Essa era uma curiosidade que Anita tinha já há tempos. Não via como Verônica conseguia manter uma relação minimamente tranquila com os filhos e o ex-marido naquelas circunstâncias.

- Ele criava, no início. - Respondeu a escrivã - Ele não sabia o que tava acontecendo, né. Eu tinha morrido, de repente não morri mais, não falava nada com ele. Meus filhos foram orfãos de mãe mais de uma vez. - A voz dura de Verônica indicava uma culpa que carregava nos ombros pelo luto que fez seus filhos passarem - Claro que pegou ele completamente desprevenido. O que ele via era a esposa dele que mentiu que tinha morrido e sumiu, abandonando ele e os filhos.

- E o que foi que mudou?

- Eu tava viva. - Verônica riu - Ele ficou puto de início. Mas aí eu tive que explicar pra ele tudo o que aconteceu, e depois disseram que eu te matei. Eu tive que me despedir dos meus filhos de novo. Ele viu que eu tava segurando uma barra absurda sozinha, e eu vi que ele teve que segurar sozinho a barra dos nossos filhos crescendo com a dor de terem perdido a mãe, enquanto ele mesmo convivia com a dor de perder a esposa. Quando a gente se colocou no lugar do outro, ficou mais fácil. A gente sempre teve uma parceria boa no casamento, até tudo desandar no final. Acho que a parceria tá melhor ainda agora que estamos separados. Funcionamos mais como pais do Rafa e da Lila do que como marido e mulher.

Anita, que agora secava os pratos que estavam no escorredor e os guardava no armário, assentiu, entendendo o que Verônica dissera. Para ela, era muito irônico que pudesse existir esse tipo de parceria e cumplicidade - na qual era só ela ligar para ele dizendo que ele precisava fugir com os filhos, e ele aceitava de pronto - principalmente entre duas pessoas divorciadas. Era estranho, desconhecido para ela. Nunca conhecera uma parceria assim.

Tinha a relação dela com Carvana, mas eles eram mais cúmplices que parceiros. Ele precisava dela, ela precisava dele. Trabalhavam juntos. Eram colegas. Fim.

Tinha a relação dela com Matias, que... Enfim. Sequer era uma relação.

O mais perto que chegara de uma relação de reciprocidade e parceria com alguém fora...

Verônica.

A escrivã fora a única com quem havia chegado perto de construir uma dinâmica de confiança e igualdade.
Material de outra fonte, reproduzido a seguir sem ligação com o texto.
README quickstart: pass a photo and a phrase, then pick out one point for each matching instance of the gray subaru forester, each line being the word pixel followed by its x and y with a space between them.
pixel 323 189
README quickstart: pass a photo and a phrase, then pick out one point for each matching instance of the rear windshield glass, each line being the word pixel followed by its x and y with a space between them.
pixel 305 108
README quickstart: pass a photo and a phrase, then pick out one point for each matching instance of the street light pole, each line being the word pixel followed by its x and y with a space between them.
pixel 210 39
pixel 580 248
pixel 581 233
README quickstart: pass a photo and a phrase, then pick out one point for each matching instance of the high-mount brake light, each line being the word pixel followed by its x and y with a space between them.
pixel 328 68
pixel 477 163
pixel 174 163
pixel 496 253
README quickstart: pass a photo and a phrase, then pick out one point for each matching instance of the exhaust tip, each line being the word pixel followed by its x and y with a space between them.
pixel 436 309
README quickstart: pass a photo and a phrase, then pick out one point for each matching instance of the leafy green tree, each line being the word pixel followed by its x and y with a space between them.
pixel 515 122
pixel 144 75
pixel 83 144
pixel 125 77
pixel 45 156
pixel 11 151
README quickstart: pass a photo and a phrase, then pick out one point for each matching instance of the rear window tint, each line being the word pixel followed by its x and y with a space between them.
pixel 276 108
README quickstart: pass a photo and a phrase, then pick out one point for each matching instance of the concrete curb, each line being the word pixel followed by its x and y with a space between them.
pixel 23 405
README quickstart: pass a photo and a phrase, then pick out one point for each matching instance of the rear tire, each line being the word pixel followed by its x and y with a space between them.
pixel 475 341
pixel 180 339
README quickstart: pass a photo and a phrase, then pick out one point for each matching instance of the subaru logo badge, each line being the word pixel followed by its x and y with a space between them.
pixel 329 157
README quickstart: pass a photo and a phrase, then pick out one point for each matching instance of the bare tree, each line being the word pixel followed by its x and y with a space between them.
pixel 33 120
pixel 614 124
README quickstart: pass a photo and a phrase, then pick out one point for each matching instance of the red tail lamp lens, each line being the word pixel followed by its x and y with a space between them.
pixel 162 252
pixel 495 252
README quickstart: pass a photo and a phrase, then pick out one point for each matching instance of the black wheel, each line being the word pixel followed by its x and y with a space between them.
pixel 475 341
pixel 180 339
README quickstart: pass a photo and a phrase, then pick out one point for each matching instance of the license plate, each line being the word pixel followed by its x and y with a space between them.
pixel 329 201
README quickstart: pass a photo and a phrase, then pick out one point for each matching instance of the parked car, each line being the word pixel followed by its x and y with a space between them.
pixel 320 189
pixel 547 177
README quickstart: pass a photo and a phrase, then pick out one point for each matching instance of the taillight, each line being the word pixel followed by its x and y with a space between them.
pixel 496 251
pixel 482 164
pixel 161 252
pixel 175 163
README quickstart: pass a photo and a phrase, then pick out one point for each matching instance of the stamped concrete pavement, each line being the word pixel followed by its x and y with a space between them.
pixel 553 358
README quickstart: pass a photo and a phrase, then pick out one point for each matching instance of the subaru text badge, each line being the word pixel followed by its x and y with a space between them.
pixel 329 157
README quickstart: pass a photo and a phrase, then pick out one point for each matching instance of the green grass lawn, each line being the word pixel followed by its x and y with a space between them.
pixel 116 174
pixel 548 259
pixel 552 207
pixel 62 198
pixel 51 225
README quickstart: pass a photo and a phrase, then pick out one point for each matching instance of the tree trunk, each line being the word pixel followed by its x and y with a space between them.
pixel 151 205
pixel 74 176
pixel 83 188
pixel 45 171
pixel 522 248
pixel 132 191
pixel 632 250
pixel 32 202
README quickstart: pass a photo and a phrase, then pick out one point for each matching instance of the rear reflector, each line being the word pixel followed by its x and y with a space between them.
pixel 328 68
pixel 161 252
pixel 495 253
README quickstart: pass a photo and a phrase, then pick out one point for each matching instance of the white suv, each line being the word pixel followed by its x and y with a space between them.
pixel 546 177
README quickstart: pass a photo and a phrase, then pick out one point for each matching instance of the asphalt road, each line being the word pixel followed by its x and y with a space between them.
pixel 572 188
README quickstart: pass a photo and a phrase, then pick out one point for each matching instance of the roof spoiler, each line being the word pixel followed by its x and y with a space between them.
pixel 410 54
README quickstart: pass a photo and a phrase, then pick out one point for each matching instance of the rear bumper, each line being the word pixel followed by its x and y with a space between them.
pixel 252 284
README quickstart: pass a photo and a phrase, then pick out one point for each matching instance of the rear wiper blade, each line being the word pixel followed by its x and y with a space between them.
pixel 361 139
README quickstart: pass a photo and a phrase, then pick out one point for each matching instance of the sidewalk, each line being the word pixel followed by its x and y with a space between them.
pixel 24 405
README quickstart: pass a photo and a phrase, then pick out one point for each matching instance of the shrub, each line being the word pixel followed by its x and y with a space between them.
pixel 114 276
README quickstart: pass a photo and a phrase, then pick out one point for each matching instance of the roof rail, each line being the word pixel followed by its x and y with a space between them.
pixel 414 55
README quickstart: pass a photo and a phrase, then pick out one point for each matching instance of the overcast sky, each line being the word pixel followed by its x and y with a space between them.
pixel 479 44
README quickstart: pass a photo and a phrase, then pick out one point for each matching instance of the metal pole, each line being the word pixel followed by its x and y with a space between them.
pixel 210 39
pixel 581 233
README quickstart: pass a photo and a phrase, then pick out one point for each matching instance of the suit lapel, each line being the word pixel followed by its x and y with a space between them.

Na qual ela se tornara a única pessoa com quem Anita se sentia confortável o bastante para se abrir sobre seu passado, e na qual Anita estivera disposta a levá-la para ver o filho nadar.

A delegada riu consigo silenciosamente. Se alguém falasse para ela meses atrás que a única pessoa com quem iria conseguir construir uma relação saudável seria Verônica, ela provavelmente teria cometido duas atrocidades seguidas: homicídio e suicídio.

Mas, lá estava ela. Exatamente dessa forma.

- Tá, mas vamos lá, trabalhar. - Disse a escrivã, terminando de varrer - Vem cá pra gente decidir o próximo passo.